In this article, the binding prediction of HLA II isotypes is considered as a multiclass problem. For this purpose, new multiclass training and testing datasets of HLA II proteins have been prepared after analysing raw binding affinity interaction dataset of 27 HLA II proteins and 636 peptides. Thereafter, an ensemble based multiclass classifier, named as Meta EnsembleR (MaER) has been developed for the same problem. MaER is an ensemble based classifier which avoids the weakness of a single classifier while improving the prediction performance by integrating the outputs of multiple heterogeneous classifiers. It generally pre-processes the original training and testing datasets by making feature subsets, bootstrap samples and creates diverse datasets using principle component analysis. The efficacy of the developed MaER has been demonstrated in comparison with support vector machine, decision tree, naive bayes and \(K\)-nearest neighbor on newly generated test data in terms of average accuracy, precision, recall, F-measure, MCC, area under the ROC curve (AUC) and gain values. It is observed that MaER achieves the maximum gain of \(29.25\,\%\) over Naive Bayes classifier. Finally, the statistical significance of the results produced by MaER has been justified by the Friedman test.

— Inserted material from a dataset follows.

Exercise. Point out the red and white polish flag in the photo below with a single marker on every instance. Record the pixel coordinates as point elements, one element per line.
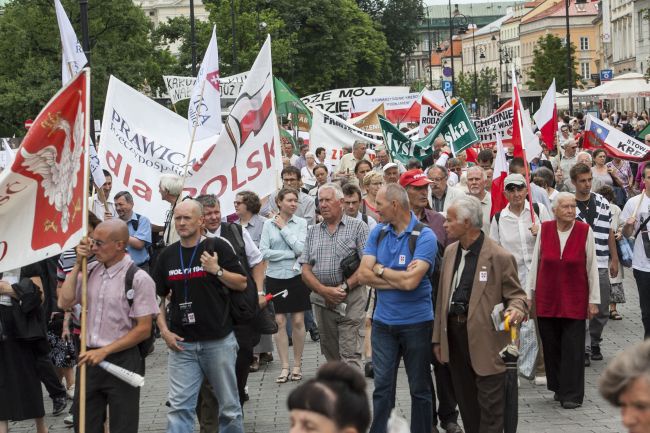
<point>42,203</point>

The application of the MaER method could be particularly beneficial wherever the informations about HLA isotype propensity and coverage are crucial. One example is the design of peptide-based vaccines, where the identification of the epitopes able to interact with different HLA isotypes, is a crucial factor for vaccine efficacy and population coverage. Another case is the study of autoimmune diseases, where the detection of self epitopes showing extensive cross reactivity with several HLA isotypes, is indeed a central issue. Apart from this, MaER can be used to find the potential markers from gene expression data [32, 33].